In [1]:
import pandas as pd
import larch
from larch.data_warehouse import example_file
There are two standard example datasets included with Larch. The MTC
example
demonstrates working with data that is (originally) in idca
format, while the
swissmetro
example demonstrates working with data that is in idco
format.
In [2]:
mtc_raw = pd.read_csv(example_file("MTCwork.csv.gz"),index_col=['casenum','altnum'])
mtc_raw.head(15)
Out[2]:
To prepare this data for use with Larch, we'll load it into a larch.DataFrames
object.
In [3]:
mtc = larch.DataFrames(mtc_raw)
mtc.info()
Because this data has a row for each available alternative, and omits rows for unavailable alternatives, Larch
has stored it in the sparse data_ce
attribute.

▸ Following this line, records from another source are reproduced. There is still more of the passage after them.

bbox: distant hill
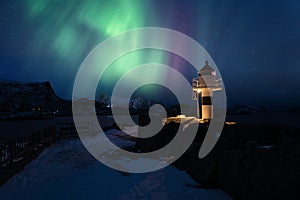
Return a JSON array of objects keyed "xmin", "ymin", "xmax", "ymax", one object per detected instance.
[{"xmin": 0, "ymin": 80, "xmax": 71, "ymax": 119}]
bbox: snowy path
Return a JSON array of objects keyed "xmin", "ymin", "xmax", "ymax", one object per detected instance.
[{"xmin": 0, "ymin": 130, "xmax": 230, "ymax": 200}]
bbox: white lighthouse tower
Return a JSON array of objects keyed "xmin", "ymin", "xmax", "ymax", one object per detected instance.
[{"xmin": 193, "ymin": 61, "xmax": 222, "ymax": 120}]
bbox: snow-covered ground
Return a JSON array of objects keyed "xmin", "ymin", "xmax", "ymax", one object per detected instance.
[{"xmin": 0, "ymin": 130, "xmax": 230, "ymax": 200}]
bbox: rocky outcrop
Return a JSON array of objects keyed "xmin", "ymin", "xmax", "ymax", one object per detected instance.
[{"xmin": 137, "ymin": 113, "xmax": 300, "ymax": 200}]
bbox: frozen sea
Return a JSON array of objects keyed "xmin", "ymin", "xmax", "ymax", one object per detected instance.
[{"xmin": 0, "ymin": 130, "xmax": 230, "ymax": 200}]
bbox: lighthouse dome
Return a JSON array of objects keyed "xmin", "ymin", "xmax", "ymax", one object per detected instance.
[{"xmin": 199, "ymin": 61, "xmax": 216, "ymax": 76}]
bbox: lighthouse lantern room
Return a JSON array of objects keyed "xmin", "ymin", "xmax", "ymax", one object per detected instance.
[{"xmin": 192, "ymin": 61, "xmax": 222, "ymax": 120}]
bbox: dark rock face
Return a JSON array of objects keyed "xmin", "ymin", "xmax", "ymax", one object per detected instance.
[
  {"xmin": 0, "ymin": 81, "xmax": 71, "ymax": 119},
  {"xmin": 137, "ymin": 113, "xmax": 300, "ymax": 200}
]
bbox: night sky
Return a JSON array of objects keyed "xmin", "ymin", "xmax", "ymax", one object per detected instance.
[{"xmin": 0, "ymin": 0, "xmax": 300, "ymax": 109}]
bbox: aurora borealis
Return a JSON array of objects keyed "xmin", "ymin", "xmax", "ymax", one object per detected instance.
[{"xmin": 0, "ymin": 0, "xmax": 300, "ymax": 107}]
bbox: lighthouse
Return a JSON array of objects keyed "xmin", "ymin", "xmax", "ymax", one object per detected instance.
[{"xmin": 192, "ymin": 61, "xmax": 222, "ymax": 120}]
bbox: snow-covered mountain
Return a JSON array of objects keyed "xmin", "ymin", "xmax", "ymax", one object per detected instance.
[{"xmin": 0, "ymin": 80, "xmax": 71, "ymax": 119}]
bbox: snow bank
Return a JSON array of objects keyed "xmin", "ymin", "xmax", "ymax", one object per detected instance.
[{"xmin": 0, "ymin": 127, "xmax": 230, "ymax": 200}]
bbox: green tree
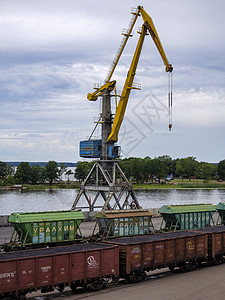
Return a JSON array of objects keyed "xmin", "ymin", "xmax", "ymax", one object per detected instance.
[
  {"xmin": 45, "ymin": 160, "xmax": 59, "ymax": 185},
  {"xmin": 4, "ymin": 175, "xmax": 16, "ymax": 185},
  {"xmin": 0, "ymin": 161, "xmax": 8, "ymax": 180},
  {"xmin": 31, "ymin": 165, "xmax": 46, "ymax": 184},
  {"xmin": 59, "ymin": 163, "xmax": 67, "ymax": 180},
  {"xmin": 15, "ymin": 162, "xmax": 31, "ymax": 184},
  {"xmin": 152, "ymin": 155, "xmax": 172, "ymax": 183},
  {"xmin": 74, "ymin": 161, "xmax": 93, "ymax": 182},
  {"xmin": 176, "ymin": 156, "xmax": 199, "ymax": 181},
  {"xmin": 197, "ymin": 161, "xmax": 215, "ymax": 182},
  {"xmin": 218, "ymin": 159, "xmax": 225, "ymax": 180},
  {"xmin": 65, "ymin": 170, "xmax": 73, "ymax": 181}
]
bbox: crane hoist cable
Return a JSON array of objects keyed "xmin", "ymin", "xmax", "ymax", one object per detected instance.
[{"xmin": 168, "ymin": 73, "xmax": 173, "ymax": 131}]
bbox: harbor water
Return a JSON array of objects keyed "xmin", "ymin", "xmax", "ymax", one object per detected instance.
[{"xmin": 0, "ymin": 189, "xmax": 225, "ymax": 216}]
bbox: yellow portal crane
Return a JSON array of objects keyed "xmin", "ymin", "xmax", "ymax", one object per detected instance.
[
  {"xmin": 83, "ymin": 6, "xmax": 173, "ymax": 159},
  {"xmin": 107, "ymin": 6, "xmax": 173, "ymax": 142}
]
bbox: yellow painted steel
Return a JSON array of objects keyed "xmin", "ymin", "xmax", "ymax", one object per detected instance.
[
  {"xmin": 107, "ymin": 6, "xmax": 173, "ymax": 142},
  {"xmin": 87, "ymin": 80, "xmax": 116, "ymax": 101},
  {"xmin": 107, "ymin": 25, "xmax": 147, "ymax": 142},
  {"xmin": 87, "ymin": 6, "xmax": 173, "ymax": 142},
  {"xmin": 140, "ymin": 6, "xmax": 173, "ymax": 72}
]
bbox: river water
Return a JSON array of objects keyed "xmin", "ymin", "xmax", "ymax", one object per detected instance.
[{"xmin": 0, "ymin": 189, "xmax": 225, "ymax": 215}]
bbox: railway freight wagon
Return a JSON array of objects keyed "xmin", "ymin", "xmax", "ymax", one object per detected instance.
[
  {"xmin": 105, "ymin": 231, "xmax": 208, "ymax": 282},
  {"xmin": 5, "ymin": 210, "xmax": 85, "ymax": 247},
  {"xmin": 0, "ymin": 244, "xmax": 119, "ymax": 299},
  {"xmin": 192, "ymin": 226, "xmax": 225, "ymax": 264},
  {"xmin": 159, "ymin": 204, "xmax": 216, "ymax": 231},
  {"xmin": 93, "ymin": 209, "xmax": 154, "ymax": 238}
]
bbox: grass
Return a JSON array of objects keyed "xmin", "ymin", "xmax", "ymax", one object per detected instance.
[
  {"xmin": 23, "ymin": 183, "xmax": 80, "ymax": 191},
  {"xmin": 134, "ymin": 179, "xmax": 225, "ymax": 190}
]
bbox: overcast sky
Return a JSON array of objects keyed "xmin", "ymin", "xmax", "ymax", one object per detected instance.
[{"xmin": 0, "ymin": 0, "xmax": 225, "ymax": 162}]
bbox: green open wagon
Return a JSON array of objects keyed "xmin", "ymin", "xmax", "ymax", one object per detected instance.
[
  {"xmin": 9, "ymin": 210, "xmax": 85, "ymax": 246},
  {"xmin": 159, "ymin": 204, "xmax": 216, "ymax": 231},
  {"xmin": 93, "ymin": 209, "xmax": 154, "ymax": 238}
]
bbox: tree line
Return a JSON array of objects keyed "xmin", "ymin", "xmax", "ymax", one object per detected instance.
[
  {"xmin": 75, "ymin": 155, "xmax": 225, "ymax": 183},
  {"xmin": 0, "ymin": 161, "xmax": 73, "ymax": 185},
  {"xmin": 0, "ymin": 155, "xmax": 225, "ymax": 185}
]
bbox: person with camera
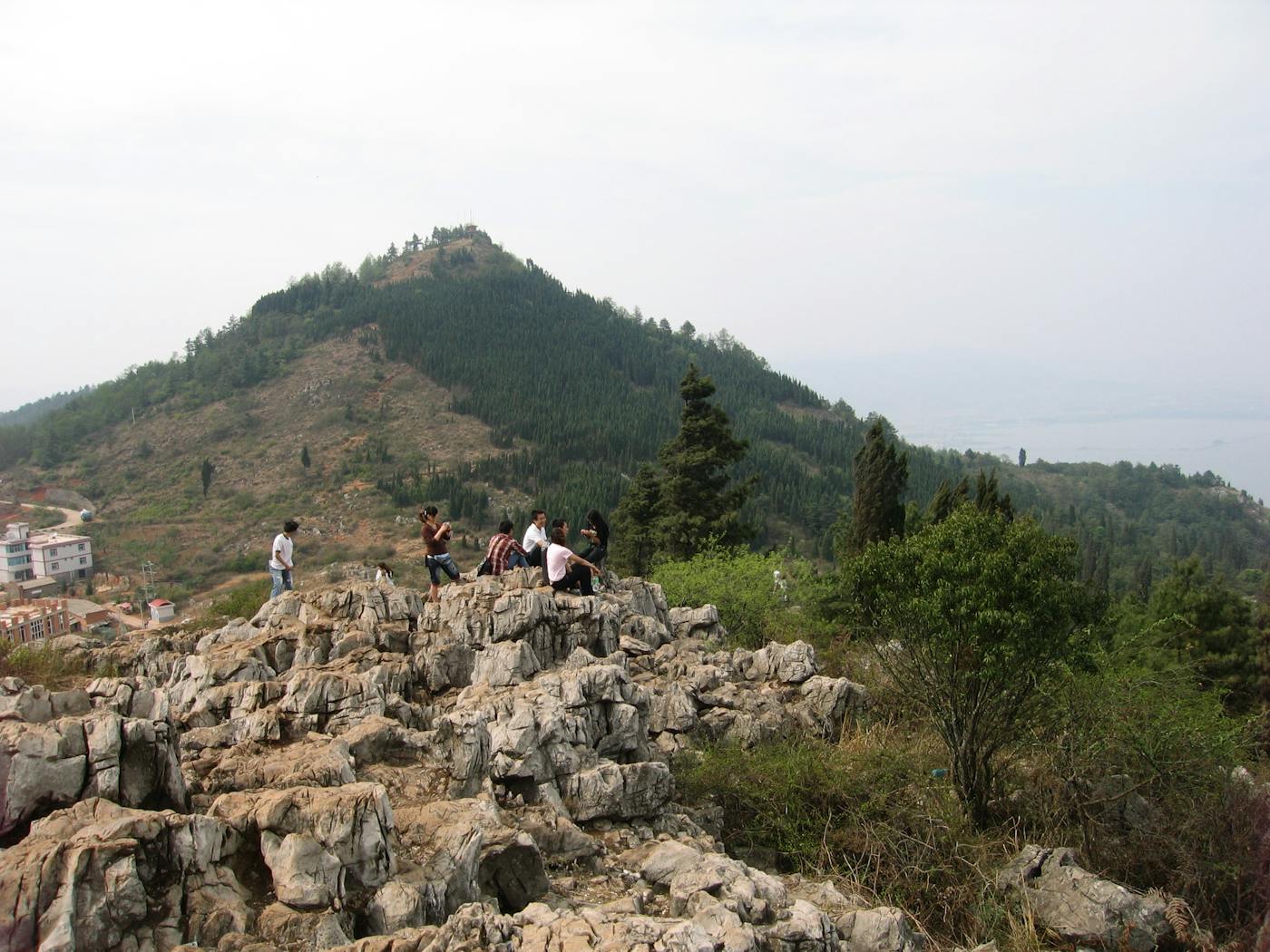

It's also used this information to populate the data_av
attribute.
The "not computation-ready" is indicating that the data stored is not all using the standard computational dtype
(float64), so this dataframe isn't ready to use for model estimation (yet). Larch can fix that itself later, so there's
no need to worry.
You might notice that the data_co
says "not populated", we are are starting with data in idce
(sparse idca
) format.
If we want to pre-process it to crack the data into seperate idco
and idce
parts, we can use the crack
argument.
This will find all the data columns that have no within-case variance, and move them to the data_co
attribute.
In [4]:
mtc = larch.DataFrames(mtc_raw, crack=True)
mtc.info()
If we want, we can also identify which data is the "choice" at this stage.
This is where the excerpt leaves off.